The Slatest

Trump Has Retweeted at Least Four White Nationalist Accounts That Were Later Suspended

Trump buttons his coat as he leaves a building.
Donald Trump on Sunday in Washington, D.C. Eric Lesser /Pool/Getty Images

According to writing that he left online, the apparent perpetrator of last Friday’s massacre at two mosques in New Zealand believes that the white race and Western civilization are under threat from immigration, particularly Muslim immigration. In the wake of the attack, it’s been pointed out that this belief about “the West” is shared by some of Donald Trump’s biggest online supporters and has been espoused to varying degrees of explicitness by Trump and his advisers themselves.

On Monday, Trump wrote on Twitter that the implication that he thus deserves blame for the mosque killings is “So Ridiculous” (random capitalization his). While it might be unfair to blame even the worst politicians for many radical acts of terror, in Trump’s case, his engagement with online extremists and promotion of their white-nationalist talking points does make the connection stronger—a reality underlined by the fact that, when I went to check on some of the more infamous white nationalism–adjacent accounts that Trump and his son Don Jr. have engaged with since launching his presidential campaign, I found that a number of them have been suspended by Twitter. (You can’t tell from looking at a suspended account why it was shut down, but “abusive behavior” is one of the things you can get kicked off for. Also, for the record, I’m using the term “white nationalist” here because of its political connotation—the belief that it’s acceptable for a country to define itself in racial terms. Obviously that idea also often corresponds with a belief in white racial superiority that you could describe as “white supremacist.”)

These accounts include:

@whitegenocidetm, the anonymous Twitter user who made a joke about Jeb Bush that then-candidate Trump retweeted in January 2016. (“White genocide” is the far right’s term for the left’s alleged goal of replacing white populations with non-white ones through immigration.)

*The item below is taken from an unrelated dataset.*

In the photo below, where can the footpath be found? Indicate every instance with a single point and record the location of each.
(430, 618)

@neilturner_, whose Twitter bio (per Politico) included the phrase “#WhiteGenocide is real,” and who Trump @’d or retweeted six times during the 2016 primaries.

@keksec_org, an account whose archived tweets include racial slurs and race-war rhetoric and who Trump retweeted five times. (According to the Hill, @keksec_org also tweeted frequently about the alleged unique attractiveness of white women.)

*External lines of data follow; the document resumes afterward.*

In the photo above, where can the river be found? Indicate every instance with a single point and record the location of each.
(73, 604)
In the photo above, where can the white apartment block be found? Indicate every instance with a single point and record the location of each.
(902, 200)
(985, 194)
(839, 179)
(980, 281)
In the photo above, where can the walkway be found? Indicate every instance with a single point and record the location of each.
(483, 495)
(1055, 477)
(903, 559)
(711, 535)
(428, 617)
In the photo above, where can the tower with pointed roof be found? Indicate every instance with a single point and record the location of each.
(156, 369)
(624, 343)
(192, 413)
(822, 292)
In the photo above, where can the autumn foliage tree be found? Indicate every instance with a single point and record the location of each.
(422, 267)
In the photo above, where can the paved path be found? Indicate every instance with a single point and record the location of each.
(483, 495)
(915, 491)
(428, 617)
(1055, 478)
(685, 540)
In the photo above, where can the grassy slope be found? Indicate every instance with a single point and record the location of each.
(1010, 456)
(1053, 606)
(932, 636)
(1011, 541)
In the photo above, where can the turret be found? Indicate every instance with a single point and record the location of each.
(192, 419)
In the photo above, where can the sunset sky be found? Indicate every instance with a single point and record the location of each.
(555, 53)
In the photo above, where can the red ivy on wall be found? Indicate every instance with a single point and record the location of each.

More prominently, there’s Jayda Fransen, a far-right British politician who was publicly kicked off Twitter not long after Trump retweeted three hoax videos from her account that purported to show Muslims engaging in violence against whites. (Fransen’s fringe party, in the description of the New York Times, believes that “white Christian civilization is under threat from Muslims.”)

There’s also Milo Yiannopoulos, the former Breitbart writer who has been revealed to have solicited input on Breitbart stories from self-avowed white nationalists (including the proprietor of a neo-Nazi site called the Daily Stormer) and was booted from Twitter for inciting harassment against black actress Leslie Jones. Trump never retweeted Yiannopoulos’ account per se, so I didn’t count him for purposes of the headline, but he did take a question from Yiannopoulos during a campaign Reddit Q&A and promoted him by name on Twitter after taking office. As a candidate, Trump also infamously retweeted a fake graphic about black crime and an anti-Semitic Star of David image from accounts that appear to have been self-deactivated.

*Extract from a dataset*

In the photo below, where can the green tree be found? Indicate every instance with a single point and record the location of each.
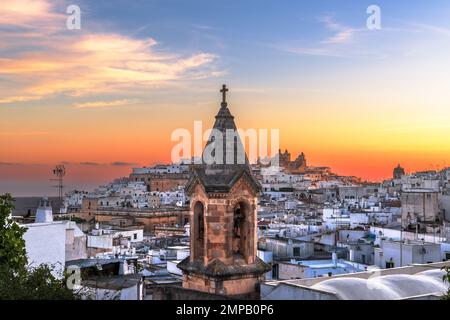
(18, 281)
(446, 278)
(12, 246)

Trump Jr., meanwhile, has been caught following (or “caught,” because maybe he doesn’t care who knows it) at least three openly racist and/or anti-Semitic accounts—a writer named Vox Day, a notorious far-right figure who goes by the anonymous handle “Ricky Vaughn,” and a random racist with the handle AdolfJoeBidenTM—that are now suspended.

And this all on a service that has frequently come under criticism for being too hesitant to suspend or ban white supremacists. All in all, you might say that it is not “So Ridiculous” at all to suggest that Donald Trump has encouraged the online white-nationalist community and its most hateful behavior.